Emma Haziza befasst sich als Wasserwissenschaftlerin mit dem umstrittenen Thema. „Wenn man eine gute Landwirtschaft haben will, braucht man einen ziemlich hohen Grundwasserspiegel", sagt sie. „Der Grundwasserspiegel wirkt sich unmittelbar auf die Wassermenge in den ersten Bodenschichten aus, das sogenannte grüne Wasser", so Haziza. „Aber er bringt auch unmittelbar Wasser in alle Quellen und Flüsse, und wenn man diesen Austausch unterbricht, indem man eine Wassertasche entnimmt und sie vollständig von der Umwelt abkoppelt, wird nicht nur der Wasserhaushalt im Fluss schneller zusammenbrechen, sondern auch alles Leben, das damit zusammenhängt", warnt sie.

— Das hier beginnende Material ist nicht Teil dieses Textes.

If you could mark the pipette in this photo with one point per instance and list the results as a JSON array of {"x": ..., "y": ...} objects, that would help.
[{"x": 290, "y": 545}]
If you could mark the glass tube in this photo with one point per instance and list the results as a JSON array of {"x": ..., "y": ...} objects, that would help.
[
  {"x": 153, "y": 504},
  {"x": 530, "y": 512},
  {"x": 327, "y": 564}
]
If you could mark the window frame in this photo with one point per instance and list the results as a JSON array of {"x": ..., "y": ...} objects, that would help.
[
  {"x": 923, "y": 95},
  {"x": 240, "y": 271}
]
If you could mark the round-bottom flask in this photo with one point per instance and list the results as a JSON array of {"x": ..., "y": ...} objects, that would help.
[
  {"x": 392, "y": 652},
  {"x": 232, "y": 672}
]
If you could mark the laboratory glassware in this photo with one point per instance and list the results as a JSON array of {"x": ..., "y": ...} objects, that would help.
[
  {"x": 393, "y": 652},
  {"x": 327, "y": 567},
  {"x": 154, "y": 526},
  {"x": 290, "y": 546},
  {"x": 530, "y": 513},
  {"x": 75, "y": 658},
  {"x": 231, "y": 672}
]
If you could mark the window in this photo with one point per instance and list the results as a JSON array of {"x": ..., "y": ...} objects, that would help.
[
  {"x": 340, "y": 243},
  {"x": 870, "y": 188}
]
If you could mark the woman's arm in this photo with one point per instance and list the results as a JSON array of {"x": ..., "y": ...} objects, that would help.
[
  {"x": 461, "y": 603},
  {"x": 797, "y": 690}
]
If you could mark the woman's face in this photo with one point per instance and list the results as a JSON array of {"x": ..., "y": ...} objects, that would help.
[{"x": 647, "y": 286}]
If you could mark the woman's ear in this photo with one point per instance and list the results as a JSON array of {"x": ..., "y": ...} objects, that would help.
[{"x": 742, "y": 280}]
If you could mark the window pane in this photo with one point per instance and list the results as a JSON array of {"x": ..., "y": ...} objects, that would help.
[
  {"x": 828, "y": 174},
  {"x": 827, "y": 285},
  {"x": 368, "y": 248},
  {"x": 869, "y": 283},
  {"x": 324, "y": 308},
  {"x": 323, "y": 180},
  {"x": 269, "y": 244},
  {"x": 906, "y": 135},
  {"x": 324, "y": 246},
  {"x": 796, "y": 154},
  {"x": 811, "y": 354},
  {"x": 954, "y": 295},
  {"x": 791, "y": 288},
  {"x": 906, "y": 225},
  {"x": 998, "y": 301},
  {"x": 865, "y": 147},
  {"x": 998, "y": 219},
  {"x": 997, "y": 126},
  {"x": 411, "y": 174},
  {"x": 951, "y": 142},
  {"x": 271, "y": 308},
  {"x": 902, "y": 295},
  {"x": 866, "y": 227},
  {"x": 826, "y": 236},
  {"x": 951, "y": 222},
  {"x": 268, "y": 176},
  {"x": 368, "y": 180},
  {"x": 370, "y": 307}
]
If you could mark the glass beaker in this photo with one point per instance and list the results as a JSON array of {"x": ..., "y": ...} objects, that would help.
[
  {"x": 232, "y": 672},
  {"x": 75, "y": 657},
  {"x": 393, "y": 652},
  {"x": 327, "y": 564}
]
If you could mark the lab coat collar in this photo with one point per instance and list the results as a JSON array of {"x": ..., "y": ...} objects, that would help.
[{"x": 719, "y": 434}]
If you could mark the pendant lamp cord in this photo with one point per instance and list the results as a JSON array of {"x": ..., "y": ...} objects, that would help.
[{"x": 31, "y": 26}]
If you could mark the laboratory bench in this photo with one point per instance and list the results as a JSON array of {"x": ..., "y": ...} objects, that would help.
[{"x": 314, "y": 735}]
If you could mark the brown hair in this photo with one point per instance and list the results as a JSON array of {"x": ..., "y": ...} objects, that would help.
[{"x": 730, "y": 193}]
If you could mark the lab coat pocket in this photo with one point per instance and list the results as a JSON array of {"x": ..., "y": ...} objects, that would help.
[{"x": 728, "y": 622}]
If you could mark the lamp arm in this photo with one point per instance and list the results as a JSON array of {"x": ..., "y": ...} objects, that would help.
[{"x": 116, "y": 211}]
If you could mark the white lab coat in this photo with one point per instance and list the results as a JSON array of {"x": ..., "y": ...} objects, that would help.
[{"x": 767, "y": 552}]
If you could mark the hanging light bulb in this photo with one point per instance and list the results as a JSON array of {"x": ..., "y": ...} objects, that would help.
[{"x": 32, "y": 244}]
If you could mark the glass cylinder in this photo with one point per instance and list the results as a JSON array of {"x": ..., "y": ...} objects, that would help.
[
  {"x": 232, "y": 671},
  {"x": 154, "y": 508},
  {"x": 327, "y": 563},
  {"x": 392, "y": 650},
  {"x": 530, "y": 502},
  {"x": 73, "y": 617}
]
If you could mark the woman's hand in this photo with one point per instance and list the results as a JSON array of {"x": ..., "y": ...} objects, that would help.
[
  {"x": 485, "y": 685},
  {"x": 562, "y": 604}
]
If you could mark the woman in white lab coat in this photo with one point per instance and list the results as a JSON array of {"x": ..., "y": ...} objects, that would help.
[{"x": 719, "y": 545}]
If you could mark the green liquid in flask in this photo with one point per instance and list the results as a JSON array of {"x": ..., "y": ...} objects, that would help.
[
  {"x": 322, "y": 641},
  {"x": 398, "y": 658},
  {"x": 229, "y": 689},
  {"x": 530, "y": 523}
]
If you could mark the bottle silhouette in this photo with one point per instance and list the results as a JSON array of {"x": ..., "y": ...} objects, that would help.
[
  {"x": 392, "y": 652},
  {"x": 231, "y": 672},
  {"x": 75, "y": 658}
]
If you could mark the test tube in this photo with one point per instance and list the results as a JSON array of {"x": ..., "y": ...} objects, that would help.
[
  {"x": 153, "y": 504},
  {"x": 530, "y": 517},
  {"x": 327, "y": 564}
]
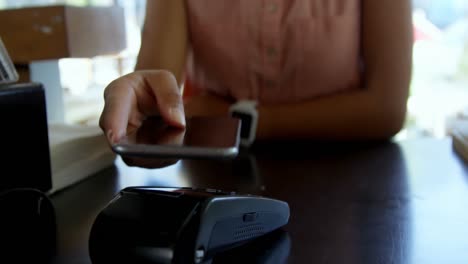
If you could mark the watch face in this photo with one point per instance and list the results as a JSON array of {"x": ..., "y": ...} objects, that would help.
[{"x": 246, "y": 123}]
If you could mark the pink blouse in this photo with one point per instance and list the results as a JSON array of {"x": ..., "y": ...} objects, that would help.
[{"x": 274, "y": 50}]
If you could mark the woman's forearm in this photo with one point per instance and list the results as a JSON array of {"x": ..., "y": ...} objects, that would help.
[
  {"x": 346, "y": 116},
  {"x": 164, "y": 37}
]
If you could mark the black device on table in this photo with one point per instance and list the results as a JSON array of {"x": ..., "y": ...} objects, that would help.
[{"x": 180, "y": 225}]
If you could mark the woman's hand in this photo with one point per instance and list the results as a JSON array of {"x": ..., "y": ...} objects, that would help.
[{"x": 130, "y": 99}]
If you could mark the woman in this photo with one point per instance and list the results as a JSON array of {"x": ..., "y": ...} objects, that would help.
[{"x": 319, "y": 69}]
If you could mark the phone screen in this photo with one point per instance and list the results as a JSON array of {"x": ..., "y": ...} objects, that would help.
[{"x": 203, "y": 137}]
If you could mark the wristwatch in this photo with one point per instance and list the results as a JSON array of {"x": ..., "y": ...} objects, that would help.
[{"x": 246, "y": 111}]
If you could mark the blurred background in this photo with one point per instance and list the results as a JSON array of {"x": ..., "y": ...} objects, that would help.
[{"x": 439, "y": 88}]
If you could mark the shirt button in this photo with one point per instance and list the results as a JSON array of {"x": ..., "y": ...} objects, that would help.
[
  {"x": 270, "y": 84},
  {"x": 272, "y": 52},
  {"x": 272, "y": 8}
]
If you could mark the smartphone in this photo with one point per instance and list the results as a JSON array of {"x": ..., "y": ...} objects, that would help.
[{"x": 202, "y": 137}]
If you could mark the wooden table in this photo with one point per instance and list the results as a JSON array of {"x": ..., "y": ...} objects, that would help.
[{"x": 378, "y": 202}]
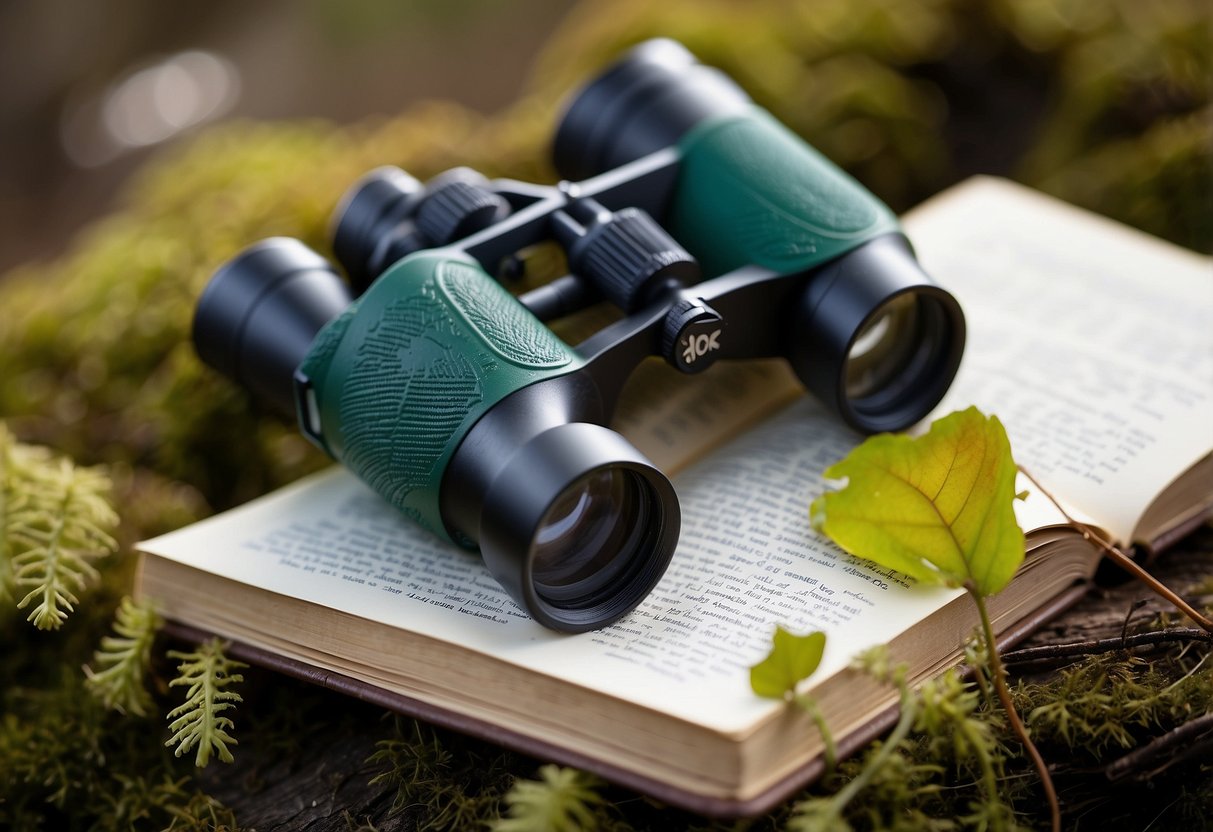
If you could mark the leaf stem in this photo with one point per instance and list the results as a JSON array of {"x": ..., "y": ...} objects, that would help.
[
  {"x": 1000, "y": 685},
  {"x": 1126, "y": 563},
  {"x": 848, "y": 792}
]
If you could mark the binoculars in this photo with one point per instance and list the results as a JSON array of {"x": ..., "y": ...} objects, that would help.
[{"x": 717, "y": 232}]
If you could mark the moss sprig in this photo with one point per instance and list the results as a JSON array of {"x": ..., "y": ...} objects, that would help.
[
  {"x": 433, "y": 782},
  {"x": 562, "y": 799},
  {"x": 198, "y": 722},
  {"x": 123, "y": 660},
  {"x": 56, "y": 519}
]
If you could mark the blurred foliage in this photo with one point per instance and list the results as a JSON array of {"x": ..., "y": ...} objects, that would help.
[{"x": 1105, "y": 103}]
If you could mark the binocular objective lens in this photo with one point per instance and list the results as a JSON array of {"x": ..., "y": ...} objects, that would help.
[
  {"x": 590, "y": 536},
  {"x": 883, "y": 349}
]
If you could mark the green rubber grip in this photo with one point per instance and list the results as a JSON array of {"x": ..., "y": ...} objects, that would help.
[
  {"x": 403, "y": 374},
  {"x": 750, "y": 191}
]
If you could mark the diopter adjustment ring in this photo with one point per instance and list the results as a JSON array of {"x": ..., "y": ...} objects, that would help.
[
  {"x": 627, "y": 256},
  {"x": 456, "y": 209},
  {"x": 690, "y": 338}
]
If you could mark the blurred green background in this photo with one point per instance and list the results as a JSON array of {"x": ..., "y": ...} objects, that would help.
[{"x": 143, "y": 142}]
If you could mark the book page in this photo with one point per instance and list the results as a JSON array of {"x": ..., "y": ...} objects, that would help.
[
  {"x": 1091, "y": 341},
  {"x": 747, "y": 560}
]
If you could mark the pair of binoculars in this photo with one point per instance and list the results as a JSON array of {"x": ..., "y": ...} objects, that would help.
[{"x": 716, "y": 231}]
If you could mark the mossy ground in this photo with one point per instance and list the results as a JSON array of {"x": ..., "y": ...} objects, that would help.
[{"x": 1104, "y": 103}]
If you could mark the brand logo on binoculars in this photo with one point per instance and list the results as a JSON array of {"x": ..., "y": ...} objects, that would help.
[{"x": 696, "y": 346}]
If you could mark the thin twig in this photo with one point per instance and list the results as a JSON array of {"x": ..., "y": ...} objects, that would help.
[
  {"x": 1123, "y": 560},
  {"x": 1000, "y": 684},
  {"x": 1176, "y": 745},
  {"x": 1074, "y": 649}
]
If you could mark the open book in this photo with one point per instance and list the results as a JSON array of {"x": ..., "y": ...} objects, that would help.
[{"x": 1091, "y": 341}]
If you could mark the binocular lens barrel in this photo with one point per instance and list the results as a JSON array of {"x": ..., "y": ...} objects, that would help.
[
  {"x": 260, "y": 313},
  {"x": 875, "y": 338},
  {"x": 577, "y": 526},
  {"x": 643, "y": 103}
]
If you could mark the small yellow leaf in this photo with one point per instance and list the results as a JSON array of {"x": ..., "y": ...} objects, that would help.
[
  {"x": 792, "y": 659},
  {"x": 938, "y": 507}
]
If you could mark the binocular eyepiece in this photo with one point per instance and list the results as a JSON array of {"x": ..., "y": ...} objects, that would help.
[{"x": 716, "y": 231}]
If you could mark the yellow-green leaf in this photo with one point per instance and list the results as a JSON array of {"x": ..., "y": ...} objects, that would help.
[
  {"x": 792, "y": 659},
  {"x": 938, "y": 507}
]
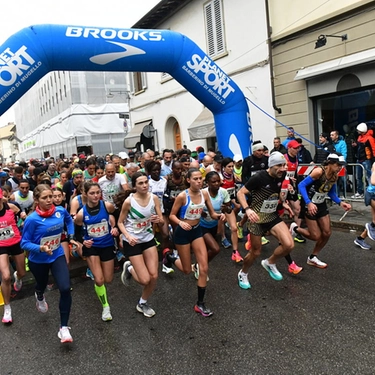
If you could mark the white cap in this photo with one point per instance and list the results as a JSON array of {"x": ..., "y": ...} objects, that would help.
[
  {"x": 276, "y": 158},
  {"x": 123, "y": 155},
  {"x": 362, "y": 127}
]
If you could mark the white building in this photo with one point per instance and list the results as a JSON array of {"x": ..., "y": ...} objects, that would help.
[
  {"x": 231, "y": 32},
  {"x": 70, "y": 112}
]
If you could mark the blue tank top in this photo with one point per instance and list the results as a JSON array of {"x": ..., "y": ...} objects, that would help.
[{"x": 97, "y": 227}]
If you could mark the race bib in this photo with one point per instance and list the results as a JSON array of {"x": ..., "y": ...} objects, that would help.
[
  {"x": 194, "y": 213},
  {"x": 98, "y": 230},
  {"x": 269, "y": 206},
  {"x": 319, "y": 198},
  {"x": 52, "y": 241},
  {"x": 6, "y": 233},
  {"x": 141, "y": 226}
]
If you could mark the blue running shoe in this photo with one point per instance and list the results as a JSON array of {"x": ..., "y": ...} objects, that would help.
[{"x": 272, "y": 270}]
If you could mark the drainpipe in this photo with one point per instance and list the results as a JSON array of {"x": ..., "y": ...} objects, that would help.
[{"x": 276, "y": 108}]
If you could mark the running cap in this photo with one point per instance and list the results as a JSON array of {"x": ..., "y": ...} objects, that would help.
[
  {"x": 362, "y": 127},
  {"x": 276, "y": 158}
]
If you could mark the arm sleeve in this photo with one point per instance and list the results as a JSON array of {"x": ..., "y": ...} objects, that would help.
[{"x": 302, "y": 188}]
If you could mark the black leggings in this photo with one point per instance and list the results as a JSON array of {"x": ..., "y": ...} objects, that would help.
[{"x": 60, "y": 273}]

Wenn man eine gute Landwirtschaft haben will, braucht man einen ziemlich hohen Grundwasserspiegel.
Emma Haziza
Wasserwissenschaftlerin

Die Coop de l'eau 79 und die französische Regierung stützen sich unter anderem auf einen Bericht der Forschungsstelle für Geologie und Bergbau (BRGM), in dem es heißt, dass die Wasserspeicher „begrenzte Auswirkungen" auf die Grundwasservorkommen und die Wassermengen in den Flüssen hätten. Der Bericht steht in der Kritik - auch seitens der Forschungsstelle BRGM bestehen offenbar Zweifel. Denn bei einer Anhörung durch den Senat wurde verlautbart: „Wir haben weder die Folgen der Erderwärmung simuliert, noch haben wir gesagt, dass man zwangsläufig im Winter Wasser entnehmen kann", so BRGM-Leiterin Michèle Rousseau.

Veraltete Daten

„Diese Studie stützt sich auf Daten von 2001 bis 2011, Daten, die völlig veraltet sind, weil sich der Klimawandel ab 2016-2017 in Frankreich bemerkbar macht", sagt Wasserwissenschaftlerin Haziza. „Von da an hatten wir Nicht-Winter und Zeiträume, in denen wir keine Auffüllung unserer Grundwasservorkommen mehr hatten", unterstreicht sie.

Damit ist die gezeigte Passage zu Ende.